L'une des dernières photos connues de Laurent Vicomte : au festival Pré en bulles, à Bédée, en 2019.

Fils de parents pharmaciens, Laurent Vicomte est né le 25 mars 1956 à Sainte-Adresse, près du Havre en Seine-Maritime. Il commence à griffonner pendant les cours, tout en rêvant de devenir dessinateur de BD au grand désespoir de ses parents.

Il n’a pas 20 ans lorsqu’il publie ses premiers dessins pour le quotidien local (La Presse de la Manche), où il réalise des pubs pour les commerçants, des jeux, des illustrations…

Il participe à la rubrique « Carte blanche » proposée par l’hebdomadaire Spirou où un autre jeune tente sa chance : un certain Pierre Fournier, dit Makyo.

Il monte à Paris et fréquente les rédactions des journaux.

Première « Carte blanche » de Laurent Vicomte publiée dans le n° 1938 de Spirou, en 1975.

Ancien scout, il démarre une collaboration qui durera 14 ans avec la revue Scouts de France où il réalise divers dessins avant de créer « La Sizaine des fauves » dans Louveteau.

« La Sizaine des fauves » dans Louveteau.

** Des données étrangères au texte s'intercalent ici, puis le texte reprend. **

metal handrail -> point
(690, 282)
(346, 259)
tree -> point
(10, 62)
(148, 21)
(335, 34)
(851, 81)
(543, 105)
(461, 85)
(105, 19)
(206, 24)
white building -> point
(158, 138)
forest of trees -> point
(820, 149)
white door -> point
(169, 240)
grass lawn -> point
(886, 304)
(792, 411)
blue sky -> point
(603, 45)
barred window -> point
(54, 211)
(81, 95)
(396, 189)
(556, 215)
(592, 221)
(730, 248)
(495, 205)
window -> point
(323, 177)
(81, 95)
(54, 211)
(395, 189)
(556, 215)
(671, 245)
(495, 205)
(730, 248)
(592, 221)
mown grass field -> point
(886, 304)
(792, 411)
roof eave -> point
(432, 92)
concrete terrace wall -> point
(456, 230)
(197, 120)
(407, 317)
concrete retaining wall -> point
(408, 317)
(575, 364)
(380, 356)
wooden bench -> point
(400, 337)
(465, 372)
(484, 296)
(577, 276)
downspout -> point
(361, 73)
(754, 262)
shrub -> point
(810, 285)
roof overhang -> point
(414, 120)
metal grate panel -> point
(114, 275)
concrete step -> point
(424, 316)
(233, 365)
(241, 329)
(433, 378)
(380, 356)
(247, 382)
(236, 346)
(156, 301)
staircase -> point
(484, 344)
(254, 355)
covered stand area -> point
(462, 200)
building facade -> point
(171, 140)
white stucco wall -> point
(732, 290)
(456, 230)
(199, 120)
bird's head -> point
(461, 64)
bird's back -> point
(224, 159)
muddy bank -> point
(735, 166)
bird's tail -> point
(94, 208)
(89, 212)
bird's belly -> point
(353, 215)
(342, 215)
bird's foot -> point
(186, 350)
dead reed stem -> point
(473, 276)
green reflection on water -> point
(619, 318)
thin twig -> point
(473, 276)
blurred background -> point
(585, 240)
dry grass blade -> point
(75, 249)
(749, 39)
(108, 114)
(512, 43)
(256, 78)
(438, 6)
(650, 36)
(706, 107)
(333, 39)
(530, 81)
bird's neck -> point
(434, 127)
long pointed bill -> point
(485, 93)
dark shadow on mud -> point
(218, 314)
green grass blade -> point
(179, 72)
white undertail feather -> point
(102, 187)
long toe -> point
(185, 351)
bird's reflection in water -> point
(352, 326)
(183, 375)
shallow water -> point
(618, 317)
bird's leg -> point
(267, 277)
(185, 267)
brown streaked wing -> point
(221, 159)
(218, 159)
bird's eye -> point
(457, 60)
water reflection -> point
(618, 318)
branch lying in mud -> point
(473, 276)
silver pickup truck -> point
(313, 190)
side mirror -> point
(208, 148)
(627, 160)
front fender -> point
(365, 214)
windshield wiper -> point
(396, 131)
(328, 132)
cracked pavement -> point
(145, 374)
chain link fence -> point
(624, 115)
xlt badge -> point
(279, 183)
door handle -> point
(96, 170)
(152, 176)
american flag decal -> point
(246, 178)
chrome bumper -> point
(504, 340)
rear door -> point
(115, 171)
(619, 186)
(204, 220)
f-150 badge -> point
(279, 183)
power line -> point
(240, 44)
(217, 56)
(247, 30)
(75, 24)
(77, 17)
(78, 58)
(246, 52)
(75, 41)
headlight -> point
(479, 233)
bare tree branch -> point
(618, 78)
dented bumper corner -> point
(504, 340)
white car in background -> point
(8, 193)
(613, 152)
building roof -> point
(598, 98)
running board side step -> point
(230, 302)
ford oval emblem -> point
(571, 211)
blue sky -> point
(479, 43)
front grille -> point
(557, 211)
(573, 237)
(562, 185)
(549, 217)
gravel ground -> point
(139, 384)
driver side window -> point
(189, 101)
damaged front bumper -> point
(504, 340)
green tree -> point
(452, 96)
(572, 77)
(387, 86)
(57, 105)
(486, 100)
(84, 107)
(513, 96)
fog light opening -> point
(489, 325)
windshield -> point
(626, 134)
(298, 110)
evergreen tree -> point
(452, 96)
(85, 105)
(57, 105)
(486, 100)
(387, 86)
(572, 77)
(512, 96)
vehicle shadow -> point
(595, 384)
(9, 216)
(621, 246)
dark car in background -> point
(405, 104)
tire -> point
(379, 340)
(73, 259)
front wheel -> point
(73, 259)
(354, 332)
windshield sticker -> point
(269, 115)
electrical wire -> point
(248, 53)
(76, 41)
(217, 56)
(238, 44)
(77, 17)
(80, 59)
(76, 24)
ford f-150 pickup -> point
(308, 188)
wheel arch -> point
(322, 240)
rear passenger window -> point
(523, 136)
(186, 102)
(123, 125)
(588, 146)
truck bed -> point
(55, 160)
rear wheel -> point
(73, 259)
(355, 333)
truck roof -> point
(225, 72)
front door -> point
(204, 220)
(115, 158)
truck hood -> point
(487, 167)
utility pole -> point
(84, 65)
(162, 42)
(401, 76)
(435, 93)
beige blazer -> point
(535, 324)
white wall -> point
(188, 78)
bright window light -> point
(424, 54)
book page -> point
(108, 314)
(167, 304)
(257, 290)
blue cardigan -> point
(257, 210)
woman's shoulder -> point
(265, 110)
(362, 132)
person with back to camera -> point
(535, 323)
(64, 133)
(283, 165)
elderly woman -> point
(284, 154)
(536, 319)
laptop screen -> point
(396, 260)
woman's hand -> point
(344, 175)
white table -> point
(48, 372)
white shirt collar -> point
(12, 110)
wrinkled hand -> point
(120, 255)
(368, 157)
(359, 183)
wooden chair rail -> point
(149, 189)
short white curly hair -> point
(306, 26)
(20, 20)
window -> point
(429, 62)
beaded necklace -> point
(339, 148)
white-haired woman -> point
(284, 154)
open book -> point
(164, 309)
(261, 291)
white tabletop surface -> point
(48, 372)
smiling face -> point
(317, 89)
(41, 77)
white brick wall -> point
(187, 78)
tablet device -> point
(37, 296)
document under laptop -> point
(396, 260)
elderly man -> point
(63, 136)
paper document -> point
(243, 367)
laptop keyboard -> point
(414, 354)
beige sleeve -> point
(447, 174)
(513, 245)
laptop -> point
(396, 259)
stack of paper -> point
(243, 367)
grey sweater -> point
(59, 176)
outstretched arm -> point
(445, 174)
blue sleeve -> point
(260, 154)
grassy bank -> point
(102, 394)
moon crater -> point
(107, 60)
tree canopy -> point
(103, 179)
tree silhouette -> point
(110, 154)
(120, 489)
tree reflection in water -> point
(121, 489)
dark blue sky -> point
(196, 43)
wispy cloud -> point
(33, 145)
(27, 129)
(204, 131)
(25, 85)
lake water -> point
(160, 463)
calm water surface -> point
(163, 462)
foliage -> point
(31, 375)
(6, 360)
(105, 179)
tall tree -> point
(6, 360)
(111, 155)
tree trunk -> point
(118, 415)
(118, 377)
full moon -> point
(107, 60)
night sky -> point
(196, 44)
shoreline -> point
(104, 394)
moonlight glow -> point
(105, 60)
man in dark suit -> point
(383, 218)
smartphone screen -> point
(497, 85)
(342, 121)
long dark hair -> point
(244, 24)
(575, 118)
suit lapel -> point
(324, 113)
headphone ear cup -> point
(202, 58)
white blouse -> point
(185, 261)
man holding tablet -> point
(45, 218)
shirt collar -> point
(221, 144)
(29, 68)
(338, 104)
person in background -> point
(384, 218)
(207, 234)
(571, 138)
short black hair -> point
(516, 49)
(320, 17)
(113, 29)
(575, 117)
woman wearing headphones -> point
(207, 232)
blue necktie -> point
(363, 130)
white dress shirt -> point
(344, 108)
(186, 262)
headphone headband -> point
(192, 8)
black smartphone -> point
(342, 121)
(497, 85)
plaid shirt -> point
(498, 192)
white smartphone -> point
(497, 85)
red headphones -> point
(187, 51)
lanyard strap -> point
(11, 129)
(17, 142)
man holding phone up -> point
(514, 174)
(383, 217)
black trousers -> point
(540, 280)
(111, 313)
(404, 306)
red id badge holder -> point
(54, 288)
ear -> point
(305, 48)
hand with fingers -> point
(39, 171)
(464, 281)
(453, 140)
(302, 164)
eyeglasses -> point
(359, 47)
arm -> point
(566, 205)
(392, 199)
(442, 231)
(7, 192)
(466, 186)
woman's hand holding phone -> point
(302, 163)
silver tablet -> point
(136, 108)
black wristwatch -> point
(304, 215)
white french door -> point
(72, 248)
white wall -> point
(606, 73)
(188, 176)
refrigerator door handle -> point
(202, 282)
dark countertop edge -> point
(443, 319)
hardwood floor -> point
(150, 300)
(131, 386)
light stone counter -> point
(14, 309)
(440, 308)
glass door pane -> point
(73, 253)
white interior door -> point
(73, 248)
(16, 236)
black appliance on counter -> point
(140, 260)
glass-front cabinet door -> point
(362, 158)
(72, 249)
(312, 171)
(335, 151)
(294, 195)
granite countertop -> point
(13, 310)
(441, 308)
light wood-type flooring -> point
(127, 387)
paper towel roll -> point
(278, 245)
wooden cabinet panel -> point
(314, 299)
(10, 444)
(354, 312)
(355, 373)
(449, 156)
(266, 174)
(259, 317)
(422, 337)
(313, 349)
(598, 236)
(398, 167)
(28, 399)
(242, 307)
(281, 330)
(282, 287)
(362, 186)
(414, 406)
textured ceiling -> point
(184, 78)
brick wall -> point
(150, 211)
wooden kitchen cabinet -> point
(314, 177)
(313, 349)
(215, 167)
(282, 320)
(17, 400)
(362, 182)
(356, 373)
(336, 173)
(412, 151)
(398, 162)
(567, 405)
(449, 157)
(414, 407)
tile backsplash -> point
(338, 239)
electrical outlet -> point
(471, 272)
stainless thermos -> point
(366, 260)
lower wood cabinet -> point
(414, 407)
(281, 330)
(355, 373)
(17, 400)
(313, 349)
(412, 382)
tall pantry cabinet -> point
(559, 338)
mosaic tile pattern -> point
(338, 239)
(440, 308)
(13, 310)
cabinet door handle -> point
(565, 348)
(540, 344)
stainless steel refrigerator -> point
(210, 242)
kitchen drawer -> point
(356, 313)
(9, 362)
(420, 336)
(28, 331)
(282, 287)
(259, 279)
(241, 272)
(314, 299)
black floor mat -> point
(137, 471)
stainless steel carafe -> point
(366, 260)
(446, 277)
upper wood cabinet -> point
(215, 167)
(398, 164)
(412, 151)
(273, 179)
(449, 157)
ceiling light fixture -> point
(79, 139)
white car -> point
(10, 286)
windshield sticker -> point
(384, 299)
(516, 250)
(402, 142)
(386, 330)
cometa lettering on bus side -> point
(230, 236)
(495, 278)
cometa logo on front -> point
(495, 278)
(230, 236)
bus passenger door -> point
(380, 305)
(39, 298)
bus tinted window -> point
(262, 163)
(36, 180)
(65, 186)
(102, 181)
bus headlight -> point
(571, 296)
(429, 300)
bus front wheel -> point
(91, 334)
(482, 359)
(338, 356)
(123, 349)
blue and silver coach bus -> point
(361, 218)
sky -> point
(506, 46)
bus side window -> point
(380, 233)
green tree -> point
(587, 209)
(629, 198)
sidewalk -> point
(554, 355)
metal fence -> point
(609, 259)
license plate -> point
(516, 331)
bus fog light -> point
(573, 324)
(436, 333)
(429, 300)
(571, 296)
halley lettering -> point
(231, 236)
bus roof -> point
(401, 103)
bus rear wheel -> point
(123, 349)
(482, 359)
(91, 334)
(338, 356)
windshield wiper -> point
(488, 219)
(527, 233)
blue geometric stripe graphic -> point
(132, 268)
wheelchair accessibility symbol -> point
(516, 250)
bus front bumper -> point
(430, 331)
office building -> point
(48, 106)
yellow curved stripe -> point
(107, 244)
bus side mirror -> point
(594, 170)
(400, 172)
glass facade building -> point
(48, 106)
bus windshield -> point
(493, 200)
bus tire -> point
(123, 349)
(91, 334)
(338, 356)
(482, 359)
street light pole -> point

Chez Dargaud, il croise Jean-Pierre Gourmelen qui lui écrit le strip « Gus » pour la filiale presse de Dargaud, en 1977.

« Gus » avec Jean-Pierre Gourmelen pour Dargaud, en 1977.

« Édouard et Lucie ».

Jean-Michel Charlier lui ouvre les portes du Nouveau Tintin où il anime brièvement « Édouard et Lucie ».

En 1977, il fait partie de l’équipe de Pistil : hebdomadaire écologique lancé par Jean-Clément Bismuth (voir Pistil : la revue des jeunes et de la nature… [première partie] et Pistil : la revue des jeunes et de la nature… [deuxième et dernière partie]).

Aux côtés d’une solide équipe de débutants (Makyo, Alain Dodier, Frank Le Gall, Pierre Tranchand, François Corteggiani…), il découvre la vie d’un journal.

Il y anime divers personnages comme Ainsifutil, Édouard et Lucie, et surtout Clopin le vagabond rêveur, si proche de lui.

« Ainsifutil » dans Pistil.

Planche originale de « Clopin».

Gomme ! n° 5 (01/02/1982).

C’est à Pistil qu’il sympathise avec Makyo et met au point une histoire plus adulte : « Balade au bout du monde ».

Refusé par les grands anciens (Dargaud, Dupuis, Casterman), le projet échoue aux éditions Glénat où le duo me rend visite.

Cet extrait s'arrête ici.